Polster: Ich weiß, dass der Zsak unser Tor geschossen hat und der Burruchaga den Ausgleich. Nach dem Match sind wir gemeinsam weggegangen, nicht nur der Diego und ich. Ich war ja damals beim FC Sevilla und hab etliche Argentinier gekannt, die in Spanien unter Vertrag waren, den Pumpido, der bei Betis im Tor war, oder den Ruggeri von Real Madrid. Die waren alle mit und auch einige von uns, aber wer aller, das weiß ich nicht mehr.

STANDARD: Wissen Sie noch, wohin es Sie an dem Abend gezogen hat?

Polster: Natürlich. Wir waren mit dem Diego im Queen Anne, und nachher waren wir in der Clair Bar in der Naglergasse. Der Fausto, der dort immer aufgetreten ist, hat neapolitanische Lieder für den Diego gesungen, es war ein sehr schöner Abend.

STANDARD: Wenn Sie Maradona nur kurz beschreiben müssten, wie fällt die Beschreibung aus?

Polster: Auf dem Platz war er absolut souverän.
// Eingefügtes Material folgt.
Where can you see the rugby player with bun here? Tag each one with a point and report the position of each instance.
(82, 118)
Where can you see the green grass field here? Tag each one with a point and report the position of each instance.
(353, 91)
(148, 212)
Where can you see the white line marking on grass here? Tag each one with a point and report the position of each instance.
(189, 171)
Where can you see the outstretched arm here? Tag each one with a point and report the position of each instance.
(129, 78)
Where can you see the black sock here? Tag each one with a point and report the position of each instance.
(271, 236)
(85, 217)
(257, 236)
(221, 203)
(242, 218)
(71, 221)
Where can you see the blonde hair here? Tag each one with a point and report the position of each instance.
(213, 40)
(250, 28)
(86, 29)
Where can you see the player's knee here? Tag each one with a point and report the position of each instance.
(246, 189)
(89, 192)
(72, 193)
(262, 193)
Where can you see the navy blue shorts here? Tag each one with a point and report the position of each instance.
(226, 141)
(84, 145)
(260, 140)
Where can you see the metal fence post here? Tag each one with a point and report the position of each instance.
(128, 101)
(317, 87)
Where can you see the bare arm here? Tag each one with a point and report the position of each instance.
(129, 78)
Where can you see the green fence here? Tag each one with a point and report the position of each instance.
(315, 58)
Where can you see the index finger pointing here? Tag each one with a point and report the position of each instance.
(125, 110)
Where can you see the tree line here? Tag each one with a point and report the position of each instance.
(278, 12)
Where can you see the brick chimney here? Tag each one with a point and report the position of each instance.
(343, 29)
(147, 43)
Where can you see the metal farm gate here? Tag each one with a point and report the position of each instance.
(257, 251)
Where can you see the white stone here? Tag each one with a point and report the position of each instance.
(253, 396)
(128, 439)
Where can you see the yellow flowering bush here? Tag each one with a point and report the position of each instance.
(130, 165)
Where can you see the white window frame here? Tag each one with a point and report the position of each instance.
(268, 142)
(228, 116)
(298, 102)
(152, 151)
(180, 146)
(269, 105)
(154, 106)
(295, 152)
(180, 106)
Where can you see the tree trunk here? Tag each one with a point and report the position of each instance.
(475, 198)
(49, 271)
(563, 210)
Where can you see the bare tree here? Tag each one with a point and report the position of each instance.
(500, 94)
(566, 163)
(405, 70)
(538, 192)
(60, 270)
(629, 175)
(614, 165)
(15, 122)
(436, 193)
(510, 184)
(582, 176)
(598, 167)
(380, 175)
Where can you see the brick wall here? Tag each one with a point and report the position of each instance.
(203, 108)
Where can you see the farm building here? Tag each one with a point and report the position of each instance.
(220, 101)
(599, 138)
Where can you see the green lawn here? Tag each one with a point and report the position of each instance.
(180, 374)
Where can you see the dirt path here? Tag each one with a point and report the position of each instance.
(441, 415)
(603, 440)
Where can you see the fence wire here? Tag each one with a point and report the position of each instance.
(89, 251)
Er hat immer gewusst, wo der Ball ist und was er zu tun hat. Er war schnell, er war kräftig, er war stabil. Neben dem Platz war er das absolute Gegenteil. Diego war ein großes Kind.

STANDARD: Das hat zu seiner Popularität noch beigetragen.

Polster: Die Leute haben sich in ihm erkannt. Er war einer von uns, und er ist immer einer von uns geblieben. Dieses Gefühl hat er vielen gegeben. Und deshalb haben sie ihm alles verziehen. (Fritz Neumann, 26.11.2020)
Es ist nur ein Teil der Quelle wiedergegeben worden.